Is it so terrible, having to look at all my belongings?
My office has no closet, so several years ago I rented a small storage closet down the hall. Gradually I filled it up with stuff that I had no place for and didn’t want to see.
Last month the building informed me of its plan to build an electrical closet in what had been my storage. So all these things barged back into my office. No other storage is available, forcing me into a standoff with them.
It’s like looking at old clothes, except that the notes, books, and writings I had stored away record the use I have made of my mind. Mementos of my enthusiasms, mental wanderings, and lasting passions, they inevitably resurrect the human relationships that formed around them. And, just as every human relationship has a different form, meaning and ending, so my archive records how my various intellectual expeditions blossomed, transmogrified, petered out, or liberated me. Sorting out these files, my present self saunters down a strange memory lane.

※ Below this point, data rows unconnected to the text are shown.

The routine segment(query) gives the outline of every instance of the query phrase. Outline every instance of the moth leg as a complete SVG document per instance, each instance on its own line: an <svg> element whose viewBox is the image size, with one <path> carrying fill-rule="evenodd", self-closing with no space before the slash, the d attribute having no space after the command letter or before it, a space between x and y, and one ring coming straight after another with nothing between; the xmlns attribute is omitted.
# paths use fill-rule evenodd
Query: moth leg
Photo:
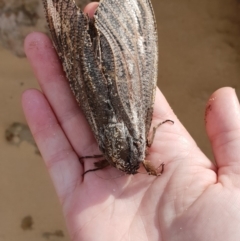
<svg viewBox="0 0 240 241"><path fill-rule="evenodd" d="M144 160L143 161L143 166L146 169L148 175L152 176L161 176L164 172L164 163L160 164L158 168L155 168L149 161ZM157 171L161 167L161 171Z"/></svg>
<svg viewBox="0 0 240 241"><path fill-rule="evenodd" d="M95 171L97 171L97 170L100 170L100 169L103 169L103 168L109 166L109 162L104 159L104 160L101 160L101 161L98 161L98 162L94 162L94 166L95 166L96 168L89 169L89 170L85 171L85 172L82 174L82 176L84 176L84 175L85 175L86 173L88 173L88 172L95 172Z"/></svg>
<svg viewBox="0 0 240 241"><path fill-rule="evenodd" d="M99 157L103 157L103 155L81 156L79 157L79 160L85 159L85 158L99 158Z"/></svg>
<svg viewBox="0 0 240 241"><path fill-rule="evenodd" d="M167 122L171 122L172 124L174 124L174 121L172 121L172 120L165 120L165 121L159 123L157 126L153 127L152 136L151 136L151 138L148 139L148 141L147 141L147 146L148 146L148 147L150 147L150 146L152 145L152 143L153 143L153 140L154 140L154 137L155 137L157 128L158 128L159 126L161 126L162 124L165 124L165 123L167 123Z"/></svg>

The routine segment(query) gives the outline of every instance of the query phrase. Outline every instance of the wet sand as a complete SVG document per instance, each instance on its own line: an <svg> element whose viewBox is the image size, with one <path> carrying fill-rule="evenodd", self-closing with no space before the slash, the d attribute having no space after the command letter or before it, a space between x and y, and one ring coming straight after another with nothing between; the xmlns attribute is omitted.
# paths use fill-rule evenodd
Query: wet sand
<svg viewBox="0 0 240 241"><path fill-rule="evenodd" d="M240 94L240 1L153 0L153 6L159 30L158 86L213 160L205 105L223 86ZM38 87L35 77L26 59L2 48L0 56L0 240L69 240L51 180L24 129L20 96ZM13 123L18 124L9 129Z"/></svg>

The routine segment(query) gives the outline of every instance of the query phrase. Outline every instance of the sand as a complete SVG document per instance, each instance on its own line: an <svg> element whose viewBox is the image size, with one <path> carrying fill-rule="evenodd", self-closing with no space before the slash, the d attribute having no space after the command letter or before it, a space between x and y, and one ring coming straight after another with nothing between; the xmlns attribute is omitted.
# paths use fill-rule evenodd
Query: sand
<svg viewBox="0 0 240 241"><path fill-rule="evenodd" d="M216 89L232 86L240 93L240 1L153 0L153 6L158 86L214 160L204 111ZM20 97L25 89L38 88L35 77L26 59L2 48L0 57L0 241L69 240L51 180L24 126ZM9 129L13 123L18 124Z"/></svg>

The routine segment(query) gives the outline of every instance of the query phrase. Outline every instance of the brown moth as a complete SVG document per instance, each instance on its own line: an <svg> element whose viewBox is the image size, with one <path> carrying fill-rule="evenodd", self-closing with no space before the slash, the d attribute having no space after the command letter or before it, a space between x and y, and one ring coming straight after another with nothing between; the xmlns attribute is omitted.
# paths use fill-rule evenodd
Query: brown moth
<svg viewBox="0 0 240 241"><path fill-rule="evenodd" d="M92 170L111 165L136 174L143 163L160 175L145 160L158 64L150 0L102 0L93 19L74 0L43 3L72 92L105 158Z"/></svg>

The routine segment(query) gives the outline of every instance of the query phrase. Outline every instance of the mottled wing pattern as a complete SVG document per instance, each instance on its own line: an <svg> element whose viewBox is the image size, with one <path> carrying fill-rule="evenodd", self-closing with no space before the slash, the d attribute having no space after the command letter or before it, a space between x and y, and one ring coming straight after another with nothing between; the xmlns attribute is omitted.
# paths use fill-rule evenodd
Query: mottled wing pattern
<svg viewBox="0 0 240 241"><path fill-rule="evenodd" d="M63 63L63 68L68 77L72 92L83 111L88 113L86 116L88 122L95 135L97 135L98 127L96 126L95 117L91 115L93 112L90 103L94 98L94 94L89 96L89 92L86 91L88 87L95 87L85 84L88 81L89 75L81 64L83 59L86 58L83 52L86 52L86 49L88 52L92 52L88 32L89 18L76 6L73 0L43 0L43 4L54 47ZM85 46L84 49L83 46ZM86 64L89 64L89 67L91 67L90 61L92 58L94 56L90 53L86 62ZM94 68L96 69L96 66L92 68L92 71ZM95 77L101 81L102 74L99 73L99 70L97 72L101 76Z"/></svg>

“Who started what” strikes me as an important theme. Some of what I’m hanging onto sprang from my own desires and inclinations. In other cases, I wrote or studied for the sake of a relationship: I didn’t choose the project or the patron, but they chose me. Knowing this, I expect “the big sort” to fortify the boundaries that paradoxically set the intellect free.
Sam Dune says
Dear Celia, looks like you have quite a bit of sorting and organizing ahead. UGH. I wish you luck.
I had to do pretty much the same when my mom moved out of an apt in 1991 that she and my dad had purchased in 1961 and where I was raised. My father had died and my mother was headed out to Seattle. I had moved out in 1987 but came back to help my mom sort, organize, and toss out many items (to me, too many) from our large two storage spaces in the basement of the building. A heavy nostalgia came upon me.
Celia says
Dear Sam,
Throwing away more items than you wanted to sounds sad indeed. I unabashedly keep things that remind me of my loved ones gone. I also keep things that testify to some happy or even miserably pivotal stage in my life.
“The big sort” is an opportunity to get rid of a lot of bland stuff that arouses only ambivalence and to carry forward what is empowering. Happily most of what is at the office relates to my work and has little to do with my family.